KEY POINTS-

  • Advice is only ever good if it helps people get what they want.
  • It’s the outcome of the advice, not the advice itself, that makes it good.
  • The only person who can decide if the advice is good is the person getting the advice, not the advice giver.

Have you ever had the experience of trying to help another person, but your well-intentioned advice seemed to fall on deaf ears? Did you have the sense that you could see exactly what the problem was and what needed to be done to fix it? Was it a mystery as to why the whole thing seemed so obvious to you yet was completely unfathomable to the person you were helping?

 
lightfieldstudios, Image ID: 117396786, @123RF
 
lightfieldstudios, Image ID: 117396786, @123RF

Or perhaps you’ve been on the receiving end of such advice. Have you ever had a friend, parent, coach, or colleague say something like “Look, you just need to…”?

When you heard that, did the lights come on for you? Did you find yourself thinking a thought along the lines of “Of course! Why didn’t I think of that?” Or, instead, were your thoughts more like “It’s not that simple” or “They just don’t get it,” or any kind of thought that put a halt to the “help” that was being directed your way?

 

Wouldn’t it be great if those people with knowledge and expertise in particular areas could get other people to pay more attention to them and adopt the solutions they have crafted? Perhaps the task would be easier to accomplish if we understood what makes good advice good. Having some sense of the goodness of good advice might help with the uptake and effectiveness of people’s recommendations.

 

Could we agree that, essentially, advice is good when it helps improve things or make things better?
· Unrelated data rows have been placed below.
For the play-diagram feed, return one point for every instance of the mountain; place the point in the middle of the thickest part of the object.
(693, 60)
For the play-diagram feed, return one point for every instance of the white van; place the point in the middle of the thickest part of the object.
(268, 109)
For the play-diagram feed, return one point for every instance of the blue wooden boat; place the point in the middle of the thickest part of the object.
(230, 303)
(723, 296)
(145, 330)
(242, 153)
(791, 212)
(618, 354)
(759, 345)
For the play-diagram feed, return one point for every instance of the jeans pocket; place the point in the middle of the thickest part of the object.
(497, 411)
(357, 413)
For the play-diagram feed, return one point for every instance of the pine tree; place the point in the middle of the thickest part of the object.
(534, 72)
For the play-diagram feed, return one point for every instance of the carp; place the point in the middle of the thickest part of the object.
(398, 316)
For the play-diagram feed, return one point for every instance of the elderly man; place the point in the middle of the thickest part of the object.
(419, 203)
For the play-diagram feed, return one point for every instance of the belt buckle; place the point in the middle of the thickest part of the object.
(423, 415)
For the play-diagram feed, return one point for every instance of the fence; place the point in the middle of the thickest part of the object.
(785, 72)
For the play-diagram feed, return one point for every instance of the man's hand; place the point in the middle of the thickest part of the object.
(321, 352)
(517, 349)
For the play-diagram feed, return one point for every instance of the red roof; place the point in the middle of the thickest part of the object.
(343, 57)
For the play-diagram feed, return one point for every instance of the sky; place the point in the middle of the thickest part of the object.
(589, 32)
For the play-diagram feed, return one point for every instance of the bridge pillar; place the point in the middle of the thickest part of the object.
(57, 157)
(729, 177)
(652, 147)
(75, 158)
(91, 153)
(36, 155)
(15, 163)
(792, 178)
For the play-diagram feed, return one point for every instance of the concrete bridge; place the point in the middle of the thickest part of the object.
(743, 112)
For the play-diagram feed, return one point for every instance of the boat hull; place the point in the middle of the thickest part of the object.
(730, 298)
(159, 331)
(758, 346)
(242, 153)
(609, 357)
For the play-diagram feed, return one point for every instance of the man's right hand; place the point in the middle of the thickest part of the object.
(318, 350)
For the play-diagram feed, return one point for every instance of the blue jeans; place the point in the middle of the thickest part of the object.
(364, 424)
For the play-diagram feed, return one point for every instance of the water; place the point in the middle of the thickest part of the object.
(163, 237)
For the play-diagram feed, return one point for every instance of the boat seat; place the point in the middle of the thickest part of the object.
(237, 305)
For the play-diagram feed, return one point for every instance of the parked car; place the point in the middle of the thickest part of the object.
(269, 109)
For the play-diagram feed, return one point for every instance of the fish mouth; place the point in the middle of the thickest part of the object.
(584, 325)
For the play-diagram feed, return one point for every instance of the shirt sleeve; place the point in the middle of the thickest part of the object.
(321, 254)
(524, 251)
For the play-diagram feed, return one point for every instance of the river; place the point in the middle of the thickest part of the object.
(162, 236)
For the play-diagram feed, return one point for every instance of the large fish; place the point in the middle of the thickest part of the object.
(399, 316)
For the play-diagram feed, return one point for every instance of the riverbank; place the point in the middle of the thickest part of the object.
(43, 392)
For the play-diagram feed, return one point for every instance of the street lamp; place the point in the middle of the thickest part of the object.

So good advice helps a person solve a problem or figure something out or do better than they were doing before. The goodness, then, arises from the results of the advice, not the advice itself. This means that if you want your advice to be appreciated, it has to improve things in some way for the person you’re advising. The fine print here is that it is only the other person who knows if things are getting better.

 

Of course, by implication, the flip side is that bad, poor, or misguided advice is advice that doesn’t help a person do things better than before or otherwise solve the problem they are confronted with. Advice that is not good might slow things down or distract you.

A point of clarification might be useful here. Although it’s probably very obvious, I think it’s worth stating anyway: Advice itself is never helpful or unhelpful. It’s the following of advice that produces terrific or not-so-amazing outcomes.

 

Assistance is typically sought when someone is experiencing some kind of difficulty that they have been unable to resolve on their own. Perhaps they’ve tried numerous things and gathered information and ideas from different sources, but the problem has persisted. Or maybe they’ve just been putting up with a less-than-satisfactory situation for some time and have finally reached their threshold where change is now considered imperative.

 

Whatever the actual scenario, the general dynamic is that something about a person’s life is not as they would like it to be, and, for some reason, they have been unable to rectify the situation. We could summarise this by saying that people have certain expectations, preferences, or goals that are not being fulfilled. Anything that contributes to correcting this situation will be experienced as helpful.

It is critical to understand, though, that problems of day-to-day living are only ever individually experienced. We can’t ever really genuinely experience any aspect of another person’s life.

Different people can certainly be exposed to the same events and circumstances—except that they won’t be the same events and circumstances because each individual will experience them differently. Have you ever had a friend get completely bent out of shape over something that seemed inconsequential to you? Or, conversely, have you had friends of yours not understand what you were getting so upset about over something they considered trivial?

 

It will always be the case that what bothers some people won’t bother others. That should in no way minimise the botheration for those who are troubled. Trouble is trouble regardless of how it might seem from the outside.

So, the value of the advice is determined entirely by the receiver of the advice rather than the giver of the advice. Good advice helps a person live life more like they want to. Advice that isn’t so good gets in the way of that. The trick is that no one, except the individual concerned, knows what their ideal life is. And sometimes, even that person has a stronger sense of what the ideal life isn’t rather than what it could or should be.

Perhaps you’ve picked up by now that there is no way to give advice that can guarantee it will be received as good. The goodness is determined entirely by the receiver of the advice. Perhaps the title for this article should really be “How to Give Advice That Will Be Received As Helpful.”

The only way to do that is to understand the world of the other person from their point of view. Unfortunately, obtaining that understanding is impossible. This is not to say that all advice is bad. It is clearly the case that some people sometimes are able to take suggestions and ideas from others to make their life more like they want it to be.

 

The message is that it is not the advice giver who makes the advice good. It can certainly feel good to be giving someone else advice. With just a few crafty sentences, people can feel wise and caring and helpful all at the same time. The confidence and conviction of the adviser, however, is a very poor gauge of how helpful the advice is going to be.

 

Advice that is judged to be good will involve far more listening, learning, and questioning than telling or guiding. In order to help more than hinder we need a generous dollop of humility about our ignorance of how other people could or should live their lives.

Being part of the solution rather than the problem involves recognizing that the troubled person is the master builder, architect, and ultimate arbiter of when a solution is a solution. Having lots of ideas and options to consider might be useful, but it will also be necessary for the ones seeking help to have the time, space, and freedom to ponder each alternative in a way and a timeframe that is right for them.